It is not uncommon to find Julien Dossena (Brittany, France, 1982) sitting in the front row of a Chloé show supporting his friend Natacha Ramsay-Levi or in the Louis Vuitton show together with his co-worker, the designer Nicolas Ghesquiere.

Dossena is part of a generation of creatives who have managed to carve out their own path without the need to compare themselves to the one next door. Formed in the ranks of Balenciaga, the artist shares the successes of his colleagues, regardless of the luxury house or the group to which they belong.

“Here nobody is a mentor to anyone and we always support the work of the other”, he explains. A spirit of brotherhood and humility that has accompanied him throughout his career and has led him to victory in many fields of his life.

Julien Dossena took the reins of the creative direction of Paco Rabanne in 2013 with the aim of reviving a firm that was not going through its best moments. “The greatest difficulty I have had to face and at the same time my greatest fortune has been having the opportunity to build something without anyone having any expectations placed on me,” says the Frenchman, recalling that young inexperienced designer who had barely turned thirty.

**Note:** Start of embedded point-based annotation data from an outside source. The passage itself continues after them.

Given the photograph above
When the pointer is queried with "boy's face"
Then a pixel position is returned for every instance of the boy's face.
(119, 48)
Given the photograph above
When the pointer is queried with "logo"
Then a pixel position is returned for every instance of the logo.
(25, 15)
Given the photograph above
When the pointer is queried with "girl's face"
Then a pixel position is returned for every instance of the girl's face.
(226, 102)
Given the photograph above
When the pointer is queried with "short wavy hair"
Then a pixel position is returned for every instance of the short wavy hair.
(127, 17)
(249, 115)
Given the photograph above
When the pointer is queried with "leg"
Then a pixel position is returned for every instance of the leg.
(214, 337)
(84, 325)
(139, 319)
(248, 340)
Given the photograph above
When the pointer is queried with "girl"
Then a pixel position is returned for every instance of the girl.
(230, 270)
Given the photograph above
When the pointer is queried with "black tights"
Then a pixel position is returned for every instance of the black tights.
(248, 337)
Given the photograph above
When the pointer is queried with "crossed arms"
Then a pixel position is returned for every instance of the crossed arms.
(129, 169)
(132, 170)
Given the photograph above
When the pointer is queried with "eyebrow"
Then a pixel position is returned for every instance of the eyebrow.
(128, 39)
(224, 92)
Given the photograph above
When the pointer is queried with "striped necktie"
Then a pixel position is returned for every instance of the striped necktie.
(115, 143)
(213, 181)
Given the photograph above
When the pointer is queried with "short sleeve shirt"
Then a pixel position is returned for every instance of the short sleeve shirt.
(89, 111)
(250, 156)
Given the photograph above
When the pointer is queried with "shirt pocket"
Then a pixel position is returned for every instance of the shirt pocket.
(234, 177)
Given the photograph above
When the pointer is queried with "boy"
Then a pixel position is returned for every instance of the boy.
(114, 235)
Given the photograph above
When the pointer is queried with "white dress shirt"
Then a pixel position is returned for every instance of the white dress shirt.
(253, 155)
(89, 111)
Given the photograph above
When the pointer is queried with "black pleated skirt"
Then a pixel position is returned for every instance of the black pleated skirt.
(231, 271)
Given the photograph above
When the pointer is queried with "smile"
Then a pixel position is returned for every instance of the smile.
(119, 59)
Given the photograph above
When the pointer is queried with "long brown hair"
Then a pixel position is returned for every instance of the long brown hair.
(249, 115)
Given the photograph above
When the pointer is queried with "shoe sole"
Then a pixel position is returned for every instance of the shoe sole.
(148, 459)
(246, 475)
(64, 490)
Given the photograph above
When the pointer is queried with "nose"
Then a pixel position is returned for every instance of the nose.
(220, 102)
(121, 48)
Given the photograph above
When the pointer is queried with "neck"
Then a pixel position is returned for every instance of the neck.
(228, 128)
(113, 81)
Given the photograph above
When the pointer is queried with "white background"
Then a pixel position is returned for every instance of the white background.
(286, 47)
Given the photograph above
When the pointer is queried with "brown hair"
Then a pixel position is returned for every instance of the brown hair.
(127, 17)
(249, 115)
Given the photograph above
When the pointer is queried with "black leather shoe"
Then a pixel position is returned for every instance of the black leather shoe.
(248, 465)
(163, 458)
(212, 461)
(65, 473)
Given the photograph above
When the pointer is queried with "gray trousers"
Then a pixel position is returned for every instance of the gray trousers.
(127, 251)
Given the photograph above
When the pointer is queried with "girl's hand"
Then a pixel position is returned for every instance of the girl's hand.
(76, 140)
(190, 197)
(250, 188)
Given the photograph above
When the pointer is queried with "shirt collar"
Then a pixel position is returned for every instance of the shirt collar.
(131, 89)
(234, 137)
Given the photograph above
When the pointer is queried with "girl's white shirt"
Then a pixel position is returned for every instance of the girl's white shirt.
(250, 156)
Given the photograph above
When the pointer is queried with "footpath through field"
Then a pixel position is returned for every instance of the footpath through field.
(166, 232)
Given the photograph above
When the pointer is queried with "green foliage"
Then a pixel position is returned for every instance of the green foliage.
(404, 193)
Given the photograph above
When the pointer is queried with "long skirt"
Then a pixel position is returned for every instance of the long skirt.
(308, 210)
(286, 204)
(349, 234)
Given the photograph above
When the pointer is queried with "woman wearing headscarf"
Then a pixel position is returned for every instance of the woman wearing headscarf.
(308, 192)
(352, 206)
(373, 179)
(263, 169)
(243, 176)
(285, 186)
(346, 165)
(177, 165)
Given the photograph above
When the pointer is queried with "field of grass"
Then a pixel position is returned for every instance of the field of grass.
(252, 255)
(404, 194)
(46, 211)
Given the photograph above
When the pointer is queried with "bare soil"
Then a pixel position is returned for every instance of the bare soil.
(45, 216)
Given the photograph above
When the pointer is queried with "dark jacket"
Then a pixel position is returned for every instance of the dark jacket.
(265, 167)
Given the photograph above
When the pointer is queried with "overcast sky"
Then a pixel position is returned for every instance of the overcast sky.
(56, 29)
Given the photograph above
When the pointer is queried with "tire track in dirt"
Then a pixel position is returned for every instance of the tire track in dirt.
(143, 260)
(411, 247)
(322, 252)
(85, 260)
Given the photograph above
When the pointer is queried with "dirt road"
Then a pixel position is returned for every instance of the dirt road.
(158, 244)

Like a blank page on which to write his own story, Dossena began his first chapter with a team of twelve people and with a clear desire to evolve, rather than revolutionize.

Solidity has accompanied the designer’s work over the past ten years. A path in which he has managed to assert Rabanne’s heritage, founded on values ​​such as sexual diversity, fluidity or identity, adjusting it to the tastes of our times.

A milestone that the designer himself believes was easily within reach, thanks to the vision of modernity that the creative who died last February already possessed. “It has been very easy to work from these values, Rabanne already shared them in his time”.

A month after her death, within the framework of Paris fashion week, Dossena dedicated her latest collection to her with a series of revised designs such as the iconic Audrey dress. The dress was specially designed for Audrey Hepburn in 1967 for the film Two for the Road and required 45 hours of work with just two types of sparkles: 1,915 pieces of 30mm and 651 pieces of 21mm. Modern and futuristic art that Julien Dossena has continued to cultivate and adapt until today.